そんな中、私は22日のThanksgivingも、朝から日経ビジネスのオンラインで連載中のコラム原稿をしこしこ書いていましたが、原稿の締め切りを、3日間延ばしても良いというメールを見た途端、緊張の糸がプッツンと切れて、23日から急に鼻水グズグズの今年2回目の「鬼の霍乱」に陥りました。それでも今回は軽い風邪症状でしたので、夫と2人の静かなThanksgivingのディナーや、友人夫婦と一緒にダイニングアウトするなど、多少のホリデイ気分は味わうことが出来ました。25日は私の誕生日で、午前中は静かに横になっていましたが、午後からカウチに座っているのに飽きた私が裏庭で草むしりを始めると、夫が自転車に乗ろうと言い出し、早速自転車に乗って、2人で島を走り始めました。夫は途中で何気なく、私が以前から欲しがっていたハンドバッグのあるお店で自転車を停めて、誕生日プレゼントとしてハンドバッグを購入してくれました。この予期せぬ出来事で、私の気分はいきなり「Happy Birthday Girl」となり、勢いよく、風を切って自転車をこぎまくりました(風邪はどこに行ったのか?)。
誕生日は、本当にプライベートなものなので、いくつになっても、他の人が気にかけてくれると、嬉しくなります。昨年で私も「Big 50」に突入し、それ以来、周囲の人に自分の年齢を言うと、みんな一様に一度息を呑んで、「お若いですね。とてもそうは見えませんよ。」と言われ、そのたびに、「そんなに驚くことなのか?」と思い、50代の人間が現代の社会のなかで、中途半端な存在であると、実感します。いろんなマーケティング調査などでも、年齢のセグメンテーションが、なぜか「39~49歳まで」となっていたり、「50歳以上」といきなりシニア層の70代と一緒人されたりと、実際の50代の人間のライフスタイルや意識が明解に社会で認識されていないようです。
50代は、単純に言うと「かつての50代と違って、心も身体も全然若い」
- 意識が非常に若く、肉体もまだまだ若いので、行動も若い世代と大して変わらない
- 子供がすでに巣立っているので、自分のために使うお金がある
- 健康維持や若々しいスタイル維持のために、お金と時間を惜しまない
- ダイニングアウト、旅行、スポーツなど、「パートナーや友人と時を楽しむ」ためにお金を使うことを惜しまない
- 「人生を楽しもう」としている
スキンケアブランドのDoveが、50代の女性をターゲットに、彼女たちのオールヌードのヴィデオを使って、「Pro-Age」という製品をローンチングしましたが、あれは私から見ると50代の女性の意識にあっていない、そんな気がします。

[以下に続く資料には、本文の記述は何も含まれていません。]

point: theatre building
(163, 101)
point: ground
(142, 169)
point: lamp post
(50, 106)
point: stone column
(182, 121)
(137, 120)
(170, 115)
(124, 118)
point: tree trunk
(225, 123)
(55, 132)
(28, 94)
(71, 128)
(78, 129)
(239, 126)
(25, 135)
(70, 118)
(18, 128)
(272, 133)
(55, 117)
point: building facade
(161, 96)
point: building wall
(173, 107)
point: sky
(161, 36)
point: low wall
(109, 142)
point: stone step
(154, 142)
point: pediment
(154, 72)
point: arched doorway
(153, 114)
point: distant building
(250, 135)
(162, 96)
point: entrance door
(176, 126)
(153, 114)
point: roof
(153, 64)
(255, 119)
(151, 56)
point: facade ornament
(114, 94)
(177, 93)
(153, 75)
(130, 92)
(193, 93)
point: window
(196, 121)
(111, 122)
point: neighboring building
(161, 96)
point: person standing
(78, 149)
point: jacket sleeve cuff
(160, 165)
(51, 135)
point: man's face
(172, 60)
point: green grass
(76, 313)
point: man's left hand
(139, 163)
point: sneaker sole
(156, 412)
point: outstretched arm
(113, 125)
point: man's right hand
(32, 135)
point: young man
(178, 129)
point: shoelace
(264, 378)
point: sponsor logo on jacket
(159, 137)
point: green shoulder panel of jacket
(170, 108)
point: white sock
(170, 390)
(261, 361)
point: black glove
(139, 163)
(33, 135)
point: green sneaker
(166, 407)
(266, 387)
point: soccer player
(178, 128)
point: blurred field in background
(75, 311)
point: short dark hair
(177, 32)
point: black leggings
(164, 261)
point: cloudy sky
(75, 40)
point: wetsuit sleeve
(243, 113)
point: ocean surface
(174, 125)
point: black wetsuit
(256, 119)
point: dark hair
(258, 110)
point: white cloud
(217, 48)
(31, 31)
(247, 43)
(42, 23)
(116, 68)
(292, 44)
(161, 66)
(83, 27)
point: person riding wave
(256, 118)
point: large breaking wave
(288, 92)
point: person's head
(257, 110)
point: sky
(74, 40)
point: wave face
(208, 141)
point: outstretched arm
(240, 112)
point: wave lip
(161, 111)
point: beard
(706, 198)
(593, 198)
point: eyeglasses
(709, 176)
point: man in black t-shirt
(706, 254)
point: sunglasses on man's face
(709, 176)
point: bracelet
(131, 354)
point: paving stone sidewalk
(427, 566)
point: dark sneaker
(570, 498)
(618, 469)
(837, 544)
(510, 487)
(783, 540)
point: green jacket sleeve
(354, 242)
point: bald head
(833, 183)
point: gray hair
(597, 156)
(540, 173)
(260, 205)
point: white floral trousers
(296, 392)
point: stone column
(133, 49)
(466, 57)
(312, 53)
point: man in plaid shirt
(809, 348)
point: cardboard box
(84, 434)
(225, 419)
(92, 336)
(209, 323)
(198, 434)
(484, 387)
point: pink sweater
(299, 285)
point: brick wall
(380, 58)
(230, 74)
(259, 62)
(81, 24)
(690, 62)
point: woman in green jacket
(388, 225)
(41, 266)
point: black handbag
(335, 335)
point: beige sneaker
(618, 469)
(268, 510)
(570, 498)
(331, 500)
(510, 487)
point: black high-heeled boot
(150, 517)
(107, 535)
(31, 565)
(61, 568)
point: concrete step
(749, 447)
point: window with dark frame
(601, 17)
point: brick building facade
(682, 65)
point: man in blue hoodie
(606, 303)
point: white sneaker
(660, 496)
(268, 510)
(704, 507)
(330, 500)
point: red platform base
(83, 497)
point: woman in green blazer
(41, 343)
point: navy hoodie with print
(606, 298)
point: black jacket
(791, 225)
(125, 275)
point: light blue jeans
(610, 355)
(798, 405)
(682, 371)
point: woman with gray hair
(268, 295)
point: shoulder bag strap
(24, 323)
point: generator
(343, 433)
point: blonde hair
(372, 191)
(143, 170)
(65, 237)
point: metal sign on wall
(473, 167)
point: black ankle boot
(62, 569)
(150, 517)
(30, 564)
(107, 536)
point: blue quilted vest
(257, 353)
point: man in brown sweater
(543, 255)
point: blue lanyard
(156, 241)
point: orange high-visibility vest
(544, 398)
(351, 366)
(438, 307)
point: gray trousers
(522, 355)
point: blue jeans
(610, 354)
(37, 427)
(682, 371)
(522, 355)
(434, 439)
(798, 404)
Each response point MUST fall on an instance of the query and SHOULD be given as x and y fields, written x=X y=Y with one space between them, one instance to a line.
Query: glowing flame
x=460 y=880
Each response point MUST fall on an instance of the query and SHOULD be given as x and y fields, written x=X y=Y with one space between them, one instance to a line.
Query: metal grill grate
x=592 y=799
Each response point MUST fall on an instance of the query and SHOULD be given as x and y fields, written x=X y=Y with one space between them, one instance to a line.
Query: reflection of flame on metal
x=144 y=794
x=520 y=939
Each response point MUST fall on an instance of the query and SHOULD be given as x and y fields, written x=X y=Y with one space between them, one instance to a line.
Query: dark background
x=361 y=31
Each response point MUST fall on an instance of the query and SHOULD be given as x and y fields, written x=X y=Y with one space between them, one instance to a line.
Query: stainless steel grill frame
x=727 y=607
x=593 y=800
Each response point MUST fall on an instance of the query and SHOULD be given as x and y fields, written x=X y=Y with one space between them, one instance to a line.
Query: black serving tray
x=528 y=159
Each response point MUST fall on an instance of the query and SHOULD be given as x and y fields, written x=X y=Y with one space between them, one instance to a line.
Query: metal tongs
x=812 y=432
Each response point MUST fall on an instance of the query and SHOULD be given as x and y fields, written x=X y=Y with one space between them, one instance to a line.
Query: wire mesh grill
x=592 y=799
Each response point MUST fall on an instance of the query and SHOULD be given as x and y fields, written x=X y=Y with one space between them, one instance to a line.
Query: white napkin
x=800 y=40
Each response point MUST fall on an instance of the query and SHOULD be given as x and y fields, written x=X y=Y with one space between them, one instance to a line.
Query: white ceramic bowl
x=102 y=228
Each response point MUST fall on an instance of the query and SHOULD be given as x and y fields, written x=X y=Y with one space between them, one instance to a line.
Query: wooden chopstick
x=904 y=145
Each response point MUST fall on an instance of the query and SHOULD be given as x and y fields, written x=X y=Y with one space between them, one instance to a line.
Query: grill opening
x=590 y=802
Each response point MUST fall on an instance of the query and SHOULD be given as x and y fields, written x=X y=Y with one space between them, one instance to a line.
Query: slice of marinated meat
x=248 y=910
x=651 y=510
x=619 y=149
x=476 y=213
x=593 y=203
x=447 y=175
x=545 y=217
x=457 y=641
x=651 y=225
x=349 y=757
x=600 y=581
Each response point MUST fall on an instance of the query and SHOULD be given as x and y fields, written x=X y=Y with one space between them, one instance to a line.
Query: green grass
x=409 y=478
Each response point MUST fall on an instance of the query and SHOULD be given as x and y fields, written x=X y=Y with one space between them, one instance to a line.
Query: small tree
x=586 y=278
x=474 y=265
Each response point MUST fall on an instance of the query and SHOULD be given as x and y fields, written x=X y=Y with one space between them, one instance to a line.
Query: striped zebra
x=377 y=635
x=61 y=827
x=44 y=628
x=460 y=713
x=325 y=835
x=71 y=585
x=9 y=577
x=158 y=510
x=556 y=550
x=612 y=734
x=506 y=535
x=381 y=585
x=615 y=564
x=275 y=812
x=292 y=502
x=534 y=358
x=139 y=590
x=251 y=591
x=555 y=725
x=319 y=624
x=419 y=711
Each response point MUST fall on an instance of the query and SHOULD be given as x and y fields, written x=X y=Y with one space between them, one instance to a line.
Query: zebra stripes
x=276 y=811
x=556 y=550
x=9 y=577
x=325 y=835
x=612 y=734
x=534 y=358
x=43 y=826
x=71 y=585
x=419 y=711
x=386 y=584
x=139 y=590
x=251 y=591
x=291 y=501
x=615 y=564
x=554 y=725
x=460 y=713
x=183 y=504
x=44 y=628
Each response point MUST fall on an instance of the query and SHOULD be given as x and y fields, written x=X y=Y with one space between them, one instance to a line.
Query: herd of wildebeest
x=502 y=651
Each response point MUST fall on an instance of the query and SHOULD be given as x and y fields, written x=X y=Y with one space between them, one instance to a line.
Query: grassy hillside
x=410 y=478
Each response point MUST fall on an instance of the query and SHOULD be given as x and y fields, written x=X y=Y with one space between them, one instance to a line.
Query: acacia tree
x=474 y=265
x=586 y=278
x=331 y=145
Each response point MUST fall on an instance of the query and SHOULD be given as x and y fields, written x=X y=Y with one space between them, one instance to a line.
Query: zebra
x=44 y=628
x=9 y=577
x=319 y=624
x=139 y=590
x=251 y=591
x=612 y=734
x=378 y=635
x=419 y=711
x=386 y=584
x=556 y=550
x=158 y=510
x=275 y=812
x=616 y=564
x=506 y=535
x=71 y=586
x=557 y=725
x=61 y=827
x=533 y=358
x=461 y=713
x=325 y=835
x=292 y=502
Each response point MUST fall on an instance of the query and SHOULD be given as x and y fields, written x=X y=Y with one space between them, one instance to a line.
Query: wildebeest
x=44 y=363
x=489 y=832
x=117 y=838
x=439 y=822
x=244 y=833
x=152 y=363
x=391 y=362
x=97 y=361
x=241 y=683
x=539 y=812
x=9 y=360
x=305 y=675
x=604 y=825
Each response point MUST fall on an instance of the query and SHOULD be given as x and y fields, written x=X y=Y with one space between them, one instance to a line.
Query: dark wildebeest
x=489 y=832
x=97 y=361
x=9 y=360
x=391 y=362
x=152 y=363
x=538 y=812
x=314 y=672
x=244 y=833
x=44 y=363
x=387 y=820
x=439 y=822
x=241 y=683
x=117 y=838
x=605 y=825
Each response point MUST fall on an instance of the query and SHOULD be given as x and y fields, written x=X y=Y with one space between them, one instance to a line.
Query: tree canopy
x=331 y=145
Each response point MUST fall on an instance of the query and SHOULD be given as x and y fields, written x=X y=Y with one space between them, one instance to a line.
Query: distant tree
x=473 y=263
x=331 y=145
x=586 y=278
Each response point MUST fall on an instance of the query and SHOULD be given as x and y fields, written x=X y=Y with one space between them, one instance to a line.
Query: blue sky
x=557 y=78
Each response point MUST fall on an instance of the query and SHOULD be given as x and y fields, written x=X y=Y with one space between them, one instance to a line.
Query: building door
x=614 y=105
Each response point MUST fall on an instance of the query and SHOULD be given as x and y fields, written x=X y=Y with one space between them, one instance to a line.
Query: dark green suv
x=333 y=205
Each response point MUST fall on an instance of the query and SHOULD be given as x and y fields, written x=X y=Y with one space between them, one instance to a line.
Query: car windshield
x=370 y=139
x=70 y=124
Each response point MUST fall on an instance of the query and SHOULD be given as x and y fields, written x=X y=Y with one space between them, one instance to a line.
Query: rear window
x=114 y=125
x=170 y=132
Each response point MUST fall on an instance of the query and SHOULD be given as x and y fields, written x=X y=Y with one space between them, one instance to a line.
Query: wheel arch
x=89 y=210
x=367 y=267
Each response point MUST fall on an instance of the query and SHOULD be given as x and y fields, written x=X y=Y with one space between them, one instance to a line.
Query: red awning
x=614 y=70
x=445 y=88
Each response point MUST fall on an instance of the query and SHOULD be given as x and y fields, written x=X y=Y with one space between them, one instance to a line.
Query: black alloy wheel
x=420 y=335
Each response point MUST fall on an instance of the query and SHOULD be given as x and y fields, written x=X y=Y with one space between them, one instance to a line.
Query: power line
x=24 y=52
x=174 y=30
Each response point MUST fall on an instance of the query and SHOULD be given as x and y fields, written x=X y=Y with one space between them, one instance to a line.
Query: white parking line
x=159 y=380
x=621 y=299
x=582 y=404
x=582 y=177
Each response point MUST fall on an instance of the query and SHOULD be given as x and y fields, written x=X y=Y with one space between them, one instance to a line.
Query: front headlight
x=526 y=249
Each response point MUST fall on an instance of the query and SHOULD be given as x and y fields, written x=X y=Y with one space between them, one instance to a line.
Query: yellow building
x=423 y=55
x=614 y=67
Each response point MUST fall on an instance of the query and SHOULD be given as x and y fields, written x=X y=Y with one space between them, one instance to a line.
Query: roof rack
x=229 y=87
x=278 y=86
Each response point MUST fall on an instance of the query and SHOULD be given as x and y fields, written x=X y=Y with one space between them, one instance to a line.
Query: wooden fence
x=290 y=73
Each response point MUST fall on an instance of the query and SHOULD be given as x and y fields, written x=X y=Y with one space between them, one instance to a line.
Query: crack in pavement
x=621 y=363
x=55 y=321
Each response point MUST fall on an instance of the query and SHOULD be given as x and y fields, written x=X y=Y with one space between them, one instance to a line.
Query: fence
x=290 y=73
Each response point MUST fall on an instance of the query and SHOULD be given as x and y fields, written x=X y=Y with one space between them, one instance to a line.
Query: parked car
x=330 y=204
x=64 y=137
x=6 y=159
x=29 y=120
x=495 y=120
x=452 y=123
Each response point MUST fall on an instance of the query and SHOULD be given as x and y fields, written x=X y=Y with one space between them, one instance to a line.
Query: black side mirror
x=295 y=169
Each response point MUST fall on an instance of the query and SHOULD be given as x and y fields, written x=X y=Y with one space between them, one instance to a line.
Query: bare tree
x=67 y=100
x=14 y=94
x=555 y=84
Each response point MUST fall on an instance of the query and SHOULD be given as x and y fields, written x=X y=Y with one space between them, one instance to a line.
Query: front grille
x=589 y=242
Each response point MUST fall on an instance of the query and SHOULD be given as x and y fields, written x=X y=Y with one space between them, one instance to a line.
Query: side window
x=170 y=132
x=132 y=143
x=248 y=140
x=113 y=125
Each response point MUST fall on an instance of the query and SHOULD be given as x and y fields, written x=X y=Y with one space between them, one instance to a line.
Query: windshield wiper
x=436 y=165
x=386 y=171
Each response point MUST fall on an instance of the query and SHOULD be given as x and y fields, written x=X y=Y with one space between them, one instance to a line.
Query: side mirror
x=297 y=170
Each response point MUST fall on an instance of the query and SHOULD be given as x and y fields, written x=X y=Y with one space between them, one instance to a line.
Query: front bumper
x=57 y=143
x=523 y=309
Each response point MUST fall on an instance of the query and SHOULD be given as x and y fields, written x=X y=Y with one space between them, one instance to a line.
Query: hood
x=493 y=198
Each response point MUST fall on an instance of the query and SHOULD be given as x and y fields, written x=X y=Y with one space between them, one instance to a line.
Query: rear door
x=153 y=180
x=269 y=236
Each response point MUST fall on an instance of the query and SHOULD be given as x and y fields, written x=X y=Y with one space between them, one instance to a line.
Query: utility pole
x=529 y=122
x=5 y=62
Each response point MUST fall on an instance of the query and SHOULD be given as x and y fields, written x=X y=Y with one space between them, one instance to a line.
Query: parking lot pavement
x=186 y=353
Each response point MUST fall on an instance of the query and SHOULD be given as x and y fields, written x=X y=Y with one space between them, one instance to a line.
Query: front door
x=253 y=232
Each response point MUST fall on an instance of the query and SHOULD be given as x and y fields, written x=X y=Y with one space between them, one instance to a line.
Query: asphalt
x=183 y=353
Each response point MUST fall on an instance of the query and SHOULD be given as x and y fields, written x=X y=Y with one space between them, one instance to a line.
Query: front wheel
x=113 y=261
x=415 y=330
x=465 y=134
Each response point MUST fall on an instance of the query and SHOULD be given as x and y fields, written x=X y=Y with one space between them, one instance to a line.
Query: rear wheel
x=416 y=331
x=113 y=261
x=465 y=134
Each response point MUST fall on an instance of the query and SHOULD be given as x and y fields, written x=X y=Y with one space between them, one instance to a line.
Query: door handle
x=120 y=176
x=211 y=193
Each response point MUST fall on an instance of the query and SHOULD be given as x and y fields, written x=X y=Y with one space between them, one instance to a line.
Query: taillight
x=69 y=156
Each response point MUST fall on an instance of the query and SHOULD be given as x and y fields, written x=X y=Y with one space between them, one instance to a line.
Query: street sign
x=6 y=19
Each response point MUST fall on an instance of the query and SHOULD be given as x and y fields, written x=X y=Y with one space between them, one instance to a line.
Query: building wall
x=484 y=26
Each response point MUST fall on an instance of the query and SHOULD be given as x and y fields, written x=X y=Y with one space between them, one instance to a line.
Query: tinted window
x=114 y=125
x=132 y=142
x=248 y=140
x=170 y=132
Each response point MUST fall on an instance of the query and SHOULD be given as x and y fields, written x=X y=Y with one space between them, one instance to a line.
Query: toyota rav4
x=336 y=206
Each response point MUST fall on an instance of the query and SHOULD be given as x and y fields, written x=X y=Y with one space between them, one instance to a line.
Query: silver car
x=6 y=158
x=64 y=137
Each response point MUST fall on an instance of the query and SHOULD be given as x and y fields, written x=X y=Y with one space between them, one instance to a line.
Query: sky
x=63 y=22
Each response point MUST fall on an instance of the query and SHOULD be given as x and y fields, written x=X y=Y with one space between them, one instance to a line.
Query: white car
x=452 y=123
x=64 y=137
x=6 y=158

あくまでも推測ですが、あのキャンペーンを企画制作したグループには、もしかしたら50代が1人も入っておらず、若い人たちから見た「50代以上の女性」という視点で製作したのでは、と思っています。「アンチエイジング」ではなく「プロエイジ:年齢のそのまま受け止める」というコンセプトはよくわかりますが、バイラル化を狙って、オールヌードのアマチュア女性たちを出したことに疑問を感じます。若い人たちにとっては、50代の女性のヌードは衝撃的かもしれませんが、私たち50代の女性にとっては、ヌードだろうが、ビキニだろうが、レオタード姿だろうが、別にどうってことはなく、みんな自分がしたいことを、常識にもとづいて(時と場所に応じて)、おこなっています(ヨーロッパの海岸ではトップレスもありますし、そこには年齢制限はなく、老若男女みんな裸です)。オールヌードといった「奇を衒った」表現自体が、逆に何となく年齢差別を感じて、もっと普通にアプローチできなかったのかなと思います。
マドンナも来年8月16日で満50歳となります。彼女みたいなタイプがガンガン活躍してくれば、「50歳への偏見」もそろそろ終わりになる、そんな気がします。